My work is often written in or about spaces where I organize or build community. Babel On, to me, is an homage to both my good friend Mark Fletcher and the space where we met, Shea Stadium, a DIY venue in Brooklyn. It’s dedicated to my friend Alex Levine, who is an incredible songwriter and activist who fronts New York’s political punk institution The So So Glos, who were founders of that space and really made me feel at home, like we were working on something together. I first went to Shea Stadium to go to a bail fundraiser for comrades at Occupy.
History’s Actors was written at my fellow organizer and close friend Tousif Ahsan’s home on Super Tuesday, while we watched a crushing defeat of a campaign we canvassed for. I wrote it following a conversation of hope with my close friend, the painter Tom Krantz.
For me, poetry is a moment of reflection before going back to work. My poetic voice is often a cacophony of the voices I struggle with. Alex, Mark, Tousif, and Tommy are all people with so much love and empathy for their communities, I aspire to be like them and their words often make up a part of my work and in that way they make up my self. These poems are deeply personal, but hopefully speak to a universal idea of solidarity.
Joshua: Why do you think class-conscious and explicitly socialist poetry is so rarely seen within the dominant poetry milieus of America today, especially in academia and what one might call mainstream poetry?
Ryan: This one is tough. First, working class people often don’t have access to those spaces. Poetry is mostly an academic exercise at this point. While I can enjoy a lot of academic poetry, I feel it is walled off, much like the ivory tower it’s conceived in. It presents language with very little stakes, that doesn’t suggest the power of language outside of language for its own sake. The poetry I respect most is moving on a fundamental level that really invites the reader into a collaboration through language, one of the few things we all share. However, that language carries such minutiae as to make it tease out grander truths.
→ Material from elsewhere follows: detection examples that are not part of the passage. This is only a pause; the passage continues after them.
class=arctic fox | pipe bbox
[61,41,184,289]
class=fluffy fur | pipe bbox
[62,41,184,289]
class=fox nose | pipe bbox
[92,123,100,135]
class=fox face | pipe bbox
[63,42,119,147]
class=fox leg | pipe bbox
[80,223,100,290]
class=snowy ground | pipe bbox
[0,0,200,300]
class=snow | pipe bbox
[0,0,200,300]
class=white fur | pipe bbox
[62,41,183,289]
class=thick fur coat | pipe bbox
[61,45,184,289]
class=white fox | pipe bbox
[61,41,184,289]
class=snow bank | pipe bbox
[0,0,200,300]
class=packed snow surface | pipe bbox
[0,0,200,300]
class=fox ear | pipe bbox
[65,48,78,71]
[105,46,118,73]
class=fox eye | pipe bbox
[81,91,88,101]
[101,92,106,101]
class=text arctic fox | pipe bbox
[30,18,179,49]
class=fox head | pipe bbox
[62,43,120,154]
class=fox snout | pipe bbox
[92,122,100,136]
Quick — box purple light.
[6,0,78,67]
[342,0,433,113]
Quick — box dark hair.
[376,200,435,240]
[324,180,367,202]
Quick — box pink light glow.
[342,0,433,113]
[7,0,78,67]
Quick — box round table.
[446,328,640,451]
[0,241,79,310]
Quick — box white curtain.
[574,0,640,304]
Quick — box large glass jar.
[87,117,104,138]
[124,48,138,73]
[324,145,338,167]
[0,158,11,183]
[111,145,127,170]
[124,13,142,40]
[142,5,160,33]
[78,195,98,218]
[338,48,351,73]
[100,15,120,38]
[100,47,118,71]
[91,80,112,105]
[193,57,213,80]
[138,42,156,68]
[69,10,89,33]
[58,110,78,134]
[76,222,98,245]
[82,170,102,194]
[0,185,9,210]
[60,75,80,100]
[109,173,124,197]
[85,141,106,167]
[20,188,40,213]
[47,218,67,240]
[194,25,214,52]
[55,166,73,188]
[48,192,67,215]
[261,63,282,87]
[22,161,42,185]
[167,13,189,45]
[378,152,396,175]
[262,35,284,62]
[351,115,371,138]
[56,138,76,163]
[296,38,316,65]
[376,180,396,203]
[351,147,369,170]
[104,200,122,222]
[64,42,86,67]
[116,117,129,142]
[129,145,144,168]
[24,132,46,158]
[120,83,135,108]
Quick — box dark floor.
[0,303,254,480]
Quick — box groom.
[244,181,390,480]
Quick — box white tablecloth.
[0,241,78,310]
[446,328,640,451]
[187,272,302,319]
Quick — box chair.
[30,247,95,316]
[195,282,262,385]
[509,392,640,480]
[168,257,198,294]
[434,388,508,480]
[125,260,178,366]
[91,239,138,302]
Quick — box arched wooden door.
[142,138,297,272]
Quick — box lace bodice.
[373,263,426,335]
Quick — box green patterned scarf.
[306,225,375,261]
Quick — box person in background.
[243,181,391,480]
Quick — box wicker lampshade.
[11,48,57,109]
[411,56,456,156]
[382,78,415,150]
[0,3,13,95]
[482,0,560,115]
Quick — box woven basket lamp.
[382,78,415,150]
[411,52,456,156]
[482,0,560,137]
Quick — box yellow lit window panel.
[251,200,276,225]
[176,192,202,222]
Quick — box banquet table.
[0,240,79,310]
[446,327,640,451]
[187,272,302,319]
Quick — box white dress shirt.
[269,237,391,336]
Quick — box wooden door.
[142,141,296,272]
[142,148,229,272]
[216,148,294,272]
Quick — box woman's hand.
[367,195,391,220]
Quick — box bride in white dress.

To borrow the old cliche, people write what they know. A lot of colleges lack cultural diversity and therefore lack a diversity of thought. In my organizing life, I work training young organizers who often attend CUNY. CUNY is a flawed institution that has been decimated by the austerity politics of the democratic party’s project in New York state. However, it is one of the few working class institutions that we have. Many of the professors that I organize with, and the majority of the students, are working class. To me, institutions like CUNY offer a way forward for an art that speaks to the lived experience of working people, and just as importantly uses the language of working class people. As capital destroys more and more of our institutions, like CUNY, the one thing that they can’t grab from working people is language and the way it mutates to fit the needs of the people. While I’m scared shitless, anxious, and ultimately often feeling defeated, I do have hope for freeing the university here. If we want poetry by working people, for working people, freeing our institutions of higher learning will be essential.